Inducted into the Shell Rimula Wall of Fame at ReUnion 2005.
JA (Boyd) Sutherland commenced his transport career carting wood and skins for his step-father, back in his school days in Tatura, Victoria.
Whilst he was good at his school work and was destined, in his family’s eyes, to be a bank manager, his heart was in trucks. All he wanted to do was drive! In 1936 Boyd purchased his own vehicle and went into the transport business, something that he would remain in until 1982. The only break he had from the road came with the outbreak of World War Two, when he was posted to the munitions factory in Bendigo, Victoria.

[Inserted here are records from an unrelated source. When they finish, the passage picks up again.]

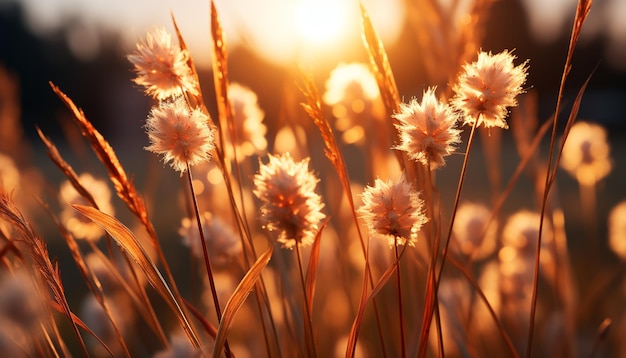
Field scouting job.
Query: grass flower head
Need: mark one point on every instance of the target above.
(617, 230)
(586, 153)
(487, 87)
(393, 211)
(223, 244)
(427, 130)
(291, 207)
(181, 135)
(162, 67)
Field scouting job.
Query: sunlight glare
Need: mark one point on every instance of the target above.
(321, 21)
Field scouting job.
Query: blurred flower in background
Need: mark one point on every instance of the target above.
(586, 153)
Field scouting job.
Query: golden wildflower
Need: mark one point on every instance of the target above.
(181, 135)
(393, 211)
(617, 230)
(80, 226)
(487, 87)
(290, 205)
(519, 244)
(162, 67)
(350, 91)
(9, 174)
(522, 232)
(427, 130)
(222, 242)
(248, 119)
(474, 237)
(586, 153)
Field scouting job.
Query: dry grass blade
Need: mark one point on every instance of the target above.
(311, 272)
(313, 108)
(238, 298)
(365, 300)
(77, 321)
(220, 73)
(41, 260)
(195, 100)
(90, 279)
(208, 327)
(570, 122)
(123, 186)
(582, 11)
(379, 63)
(55, 156)
(127, 241)
(493, 314)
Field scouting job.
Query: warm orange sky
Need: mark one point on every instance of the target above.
(287, 30)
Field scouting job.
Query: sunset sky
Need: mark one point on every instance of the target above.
(281, 30)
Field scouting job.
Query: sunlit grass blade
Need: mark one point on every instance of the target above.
(124, 187)
(55, 156)
(312, 106)
(582, 11)
(492, 313)
(365, 300)
(208, 327)
(38, 252)
(238, 298)
(379, 63)
(195, 100)
(77, 321)
(568, 125)
(127, 241)
(90, 279)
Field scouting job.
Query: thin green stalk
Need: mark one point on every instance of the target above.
(310, 339)
(207, 259)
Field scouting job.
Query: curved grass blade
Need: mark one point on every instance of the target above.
(365, 299)
(127, 241)
(238, 298)
(379, 63)
(311, 272)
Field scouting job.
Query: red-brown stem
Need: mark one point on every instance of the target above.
(400, 313)
(310, 339)
(207, 260)
(429, 315)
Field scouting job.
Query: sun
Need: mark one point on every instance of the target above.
(321, 21)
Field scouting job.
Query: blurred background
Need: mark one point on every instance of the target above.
(81, 46)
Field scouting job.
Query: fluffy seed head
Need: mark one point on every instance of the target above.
(77, 224)
(162, 67)
(181, 135)
(291, 208)
(393, 211)
(586, 153)
(427, 129)
(487, 87)
(223, 244)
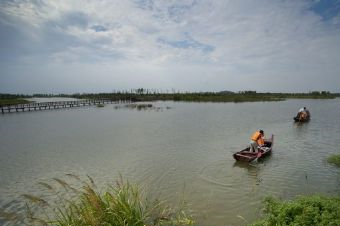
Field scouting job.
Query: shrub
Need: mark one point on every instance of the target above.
(121, 205)
(304, 211)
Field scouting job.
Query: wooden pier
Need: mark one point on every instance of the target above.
(57, 105)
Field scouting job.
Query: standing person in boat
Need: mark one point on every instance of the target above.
(303, 113)
(256, 140)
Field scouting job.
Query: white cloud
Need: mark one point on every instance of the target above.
(238, 41)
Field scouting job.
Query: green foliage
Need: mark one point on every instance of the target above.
(121, 205)
(334, 159)
(304, 211)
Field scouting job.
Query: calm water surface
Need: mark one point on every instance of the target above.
(184, 151)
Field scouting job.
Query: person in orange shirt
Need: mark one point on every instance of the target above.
(256, 140)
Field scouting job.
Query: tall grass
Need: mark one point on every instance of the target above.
(122, 204)
(304, 211)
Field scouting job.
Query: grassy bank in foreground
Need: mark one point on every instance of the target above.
(121, 205)
(304, 211)
(125, 204)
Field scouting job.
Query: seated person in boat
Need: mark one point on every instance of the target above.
(256, 141)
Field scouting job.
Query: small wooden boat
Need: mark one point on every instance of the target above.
(299, 119)
(302, 117)
(264, 151)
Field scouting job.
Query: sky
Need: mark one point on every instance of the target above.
(81, 46)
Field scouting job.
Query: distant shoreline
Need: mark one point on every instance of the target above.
(145, 95)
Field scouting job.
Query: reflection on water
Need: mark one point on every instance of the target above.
(185, 150)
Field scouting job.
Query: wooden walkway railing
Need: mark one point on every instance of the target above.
(56, 105)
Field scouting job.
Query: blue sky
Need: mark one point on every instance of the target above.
(70, 46)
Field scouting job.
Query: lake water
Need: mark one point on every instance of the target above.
(177, 151)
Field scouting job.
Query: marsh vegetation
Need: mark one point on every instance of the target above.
(303, 211)
(156, 95)
(120, 204)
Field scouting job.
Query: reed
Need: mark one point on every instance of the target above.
(122, 204)
(334, 159)
(304, 211)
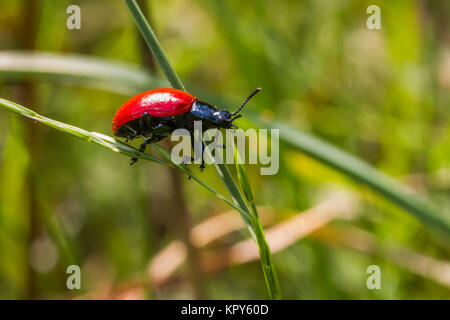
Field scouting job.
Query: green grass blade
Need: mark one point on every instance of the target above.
(74, 68)
(98, 138)
(222, 169)
(153, 43)
(112, 144)
(264, 251)
(361, 172)
(19, 65)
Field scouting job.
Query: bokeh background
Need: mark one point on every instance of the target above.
(382, 95)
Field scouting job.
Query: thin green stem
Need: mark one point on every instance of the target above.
(153, 43)
(251, 221)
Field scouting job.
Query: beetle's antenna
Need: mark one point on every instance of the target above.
(246, 100)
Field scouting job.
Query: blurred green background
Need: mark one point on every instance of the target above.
(382, 95)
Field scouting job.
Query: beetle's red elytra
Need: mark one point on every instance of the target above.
(155, 114)
(157, 103)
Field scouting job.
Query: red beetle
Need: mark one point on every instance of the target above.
(155, 114)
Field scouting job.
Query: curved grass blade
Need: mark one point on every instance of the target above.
(222, 169)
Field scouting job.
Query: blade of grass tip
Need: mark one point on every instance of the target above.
(98, 138)
(154, 45)
(176, 83)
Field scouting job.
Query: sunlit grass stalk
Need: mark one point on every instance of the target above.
(251, 220)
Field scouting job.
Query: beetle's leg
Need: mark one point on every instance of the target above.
(131, 136)
(202, 165)
(214, 141)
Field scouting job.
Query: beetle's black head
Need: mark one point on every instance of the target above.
(233, 116)
(215, 117)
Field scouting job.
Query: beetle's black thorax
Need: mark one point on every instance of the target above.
(211, 116)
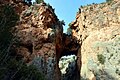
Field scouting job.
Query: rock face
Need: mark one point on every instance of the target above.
(97, 28)
(39, 33)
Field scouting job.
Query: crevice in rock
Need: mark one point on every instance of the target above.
(69, 59)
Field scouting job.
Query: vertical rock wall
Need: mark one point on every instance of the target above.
(39, 33)
(97, 28)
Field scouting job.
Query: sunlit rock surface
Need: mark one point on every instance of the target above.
(97, 28)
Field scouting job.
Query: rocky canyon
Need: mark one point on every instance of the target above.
(32, 35)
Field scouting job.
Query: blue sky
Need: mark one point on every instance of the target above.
(66, 9)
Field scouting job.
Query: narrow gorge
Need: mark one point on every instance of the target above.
(90, 52)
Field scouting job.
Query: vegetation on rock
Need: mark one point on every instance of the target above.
(12, 67)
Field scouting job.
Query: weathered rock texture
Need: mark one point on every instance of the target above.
(97, 28)
(39, 33)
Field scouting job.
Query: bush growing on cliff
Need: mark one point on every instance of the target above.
(12, 68)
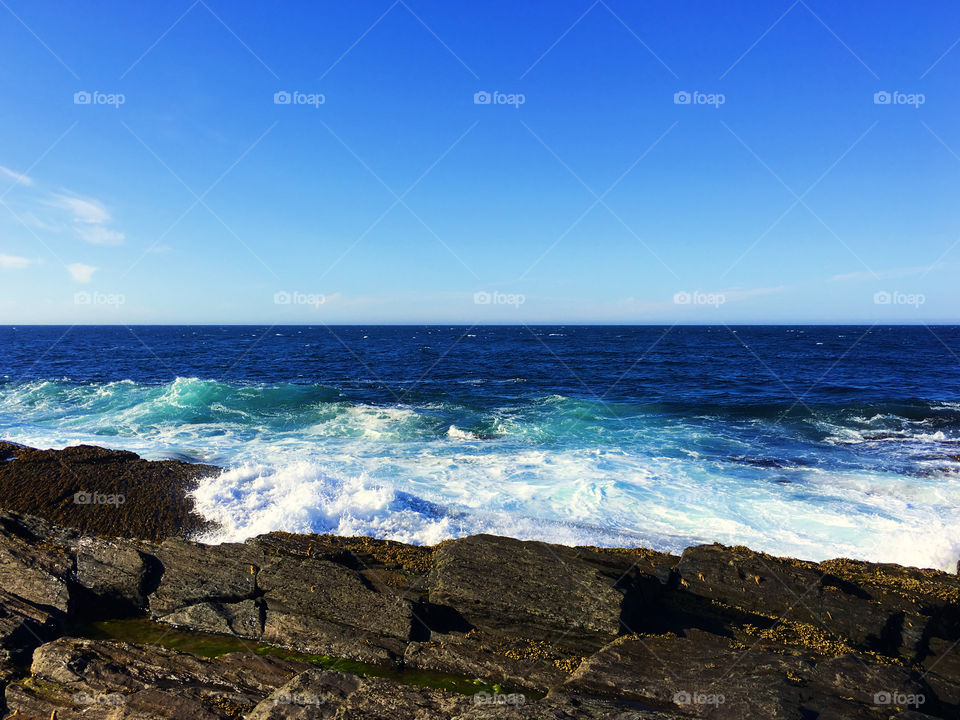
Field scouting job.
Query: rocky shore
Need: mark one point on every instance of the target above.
(110, 621)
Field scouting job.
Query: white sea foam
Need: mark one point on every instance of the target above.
(548, 470)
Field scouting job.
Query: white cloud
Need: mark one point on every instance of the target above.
(18, 177)
(81, 273)
(13, 262)
(100, 235)
(91, 212)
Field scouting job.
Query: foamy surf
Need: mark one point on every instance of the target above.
(875, 483)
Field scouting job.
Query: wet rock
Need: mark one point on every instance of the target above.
(281, 597)
(560, 707)
(877, 607)
(317, 694)
(193, 573)
(571, 596)
(515, 664)
(36, 561)
(81, 487)
(117, 571)
(88, 678)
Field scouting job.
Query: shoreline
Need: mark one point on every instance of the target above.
(157, 496)
(476, 627)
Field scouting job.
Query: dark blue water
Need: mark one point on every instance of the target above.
(812, 441)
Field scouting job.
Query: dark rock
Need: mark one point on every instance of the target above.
(24, 626)
(522, 665)
(571, 596)
(558, 706)
(194, 573)
(36, 561)
(88, 678)
(156, 501)
(117, 571)
(283, 598)
(317, 694)
(885, 608)
(709, 676)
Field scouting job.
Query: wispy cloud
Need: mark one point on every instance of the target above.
(64, 211)
(19, 178)
(13, 262)
(86, 211)
(81, 273)
(100, 235)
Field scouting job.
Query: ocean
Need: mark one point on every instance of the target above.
(809, 441)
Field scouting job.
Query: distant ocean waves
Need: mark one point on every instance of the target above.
(878, 481)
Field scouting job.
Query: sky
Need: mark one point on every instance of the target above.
(499, 162)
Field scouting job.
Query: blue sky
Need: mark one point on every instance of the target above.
(787, 190)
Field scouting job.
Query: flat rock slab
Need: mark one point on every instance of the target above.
(705, 675)
(97, 679)
(877, 607)
(550, 592)
(156, 494)
(36, 561)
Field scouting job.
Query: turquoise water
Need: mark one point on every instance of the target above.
(784, 439)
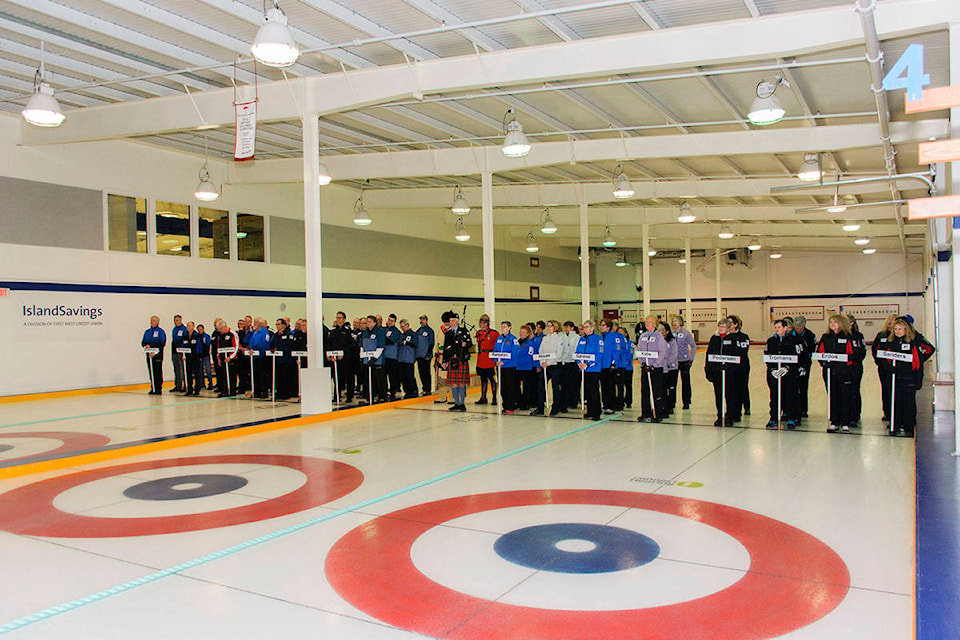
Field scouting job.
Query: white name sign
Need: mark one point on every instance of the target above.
(829, 357)
(716, 357)
(780, 359)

After the war, Boyd moved his family to Kyabram, Victoria, in the heart of the fruit growing area, and became very successful there carrying fresh and canned fruit, wool, and general freight products. He purchased two Fiat diesels which he found to be inadequate. He was near bankruptcy before deciding to switch to the smaller Austins which, whilst they were overworked, managed to give a trouble free performance. After this he purchased many marques such as the “Burma Dodge”, the first of the Internationals, Albions, and later, Mercedes, Kenworths and Macks.
Boyd was joined in the business by his son Fred in 1959 and the business became heavily involved with the Kyabram Preserving Company which continued to blossom until the intervention of Henry Jones IXL when the cannery closed down and the assets sold off. In true Aussie trucking style other business opportunities were found to replace those which had been lost, and soon the Sutherland’s carrying business were moving more freight that before. Most people in the transport industry from the 1940s through to the 80s would have come across JA (Boyd) Sutherland at some point in time. Boyd was regarded as one of the industries true gentlemen of the road and is remembered fondly by all who knew him. Boyd passed away in 1999.